On Memory (1)

Yesterday I heard a most beautiful and sad story. It is a story I've heard before and you might have as well. But this time it didn't strike me as horrific as the last time I came across it. It is the story of Clive Wearing who, after a viral infection, lost in the age of 50 all of his past memories as well as the ability to create new ones in what the neurologists call a combination of retrograde and anterograde amnesia. Clive has a new conscience every few minutes. No experience from the distant or recent past makes sense to him. He has no association between his self and this world apart from that minuscule time interval that his short term memory is able to maintain. So, he strives to define his existence anew every few minutes by keeping entries to a diary. But the entry is always the same and repeated again and again with only the slightest of alterations: 8:40 am "Now I am truly awake for the first time". 9:05am "NOW I am perfectly overwhelmingly awake". 9:17am "Now, yes now I am actually awake". An infinite loop of awakenings in this world. A cycle of rebirths, lives and deaths, each obsolete entry in his diary being an inscription on a graveyard devoted exclusively to him.

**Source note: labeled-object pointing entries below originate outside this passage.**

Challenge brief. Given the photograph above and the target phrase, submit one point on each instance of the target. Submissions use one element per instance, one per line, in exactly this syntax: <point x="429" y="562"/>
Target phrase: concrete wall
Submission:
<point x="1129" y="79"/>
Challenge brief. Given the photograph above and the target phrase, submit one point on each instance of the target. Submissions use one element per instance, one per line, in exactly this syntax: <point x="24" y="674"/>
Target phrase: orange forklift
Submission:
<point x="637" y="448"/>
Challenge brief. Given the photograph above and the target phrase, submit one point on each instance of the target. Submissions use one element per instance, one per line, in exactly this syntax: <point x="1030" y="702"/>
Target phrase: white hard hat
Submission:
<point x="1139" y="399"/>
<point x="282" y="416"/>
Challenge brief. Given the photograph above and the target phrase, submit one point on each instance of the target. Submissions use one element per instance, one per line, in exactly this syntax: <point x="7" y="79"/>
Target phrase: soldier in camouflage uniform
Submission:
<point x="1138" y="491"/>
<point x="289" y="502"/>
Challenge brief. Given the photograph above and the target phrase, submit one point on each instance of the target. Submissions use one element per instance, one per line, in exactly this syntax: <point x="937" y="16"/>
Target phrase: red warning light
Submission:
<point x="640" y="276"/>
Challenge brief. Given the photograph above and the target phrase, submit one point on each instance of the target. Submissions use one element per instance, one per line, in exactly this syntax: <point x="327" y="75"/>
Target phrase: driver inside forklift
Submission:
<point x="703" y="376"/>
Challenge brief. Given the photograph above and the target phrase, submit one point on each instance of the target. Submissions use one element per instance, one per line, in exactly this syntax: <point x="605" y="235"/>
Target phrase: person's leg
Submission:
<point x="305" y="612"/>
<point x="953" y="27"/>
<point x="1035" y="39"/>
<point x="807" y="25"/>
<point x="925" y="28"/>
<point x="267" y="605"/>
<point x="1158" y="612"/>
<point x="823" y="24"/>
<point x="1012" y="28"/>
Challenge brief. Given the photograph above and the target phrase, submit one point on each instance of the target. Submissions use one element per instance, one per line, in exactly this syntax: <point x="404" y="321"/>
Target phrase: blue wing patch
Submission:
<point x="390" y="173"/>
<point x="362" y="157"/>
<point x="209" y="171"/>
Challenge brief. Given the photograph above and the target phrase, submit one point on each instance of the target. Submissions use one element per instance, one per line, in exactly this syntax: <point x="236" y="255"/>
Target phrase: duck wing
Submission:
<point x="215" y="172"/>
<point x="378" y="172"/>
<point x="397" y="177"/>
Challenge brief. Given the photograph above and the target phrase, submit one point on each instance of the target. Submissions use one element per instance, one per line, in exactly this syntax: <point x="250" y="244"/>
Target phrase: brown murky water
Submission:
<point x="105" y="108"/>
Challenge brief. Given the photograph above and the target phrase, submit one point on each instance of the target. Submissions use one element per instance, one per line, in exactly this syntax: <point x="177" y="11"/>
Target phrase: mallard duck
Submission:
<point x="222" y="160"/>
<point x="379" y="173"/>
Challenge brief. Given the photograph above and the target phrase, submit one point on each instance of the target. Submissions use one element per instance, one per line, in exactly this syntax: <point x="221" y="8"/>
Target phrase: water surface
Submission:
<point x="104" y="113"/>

Yet Clive does remember one thing. He remembers his love for his wife. This is the memory he chose to hide in the deepest refuge of his cortex when the virus started sweeping across his brain. Every time he encounters her he greets her in the most passionate and joyous of ways. Even though he may have seen her only a few minutes earlier, he welcomes her every time with the sweetest words and kisses, like a lover reuniting with his partner after having being separated for years. Clive's memory of his wife has transcended his tragedy to become the most powerful incarnation of Paul's Hymn to Love.
Proust has this nice metaphor for memory. He says "[memory] Comes like a rope let down from heaven to draw me up out of the abyss of non-being". If you had just one memory to salvage, one memory to rescue you from your non-existence, a single engram tying your soul to this world what would that be?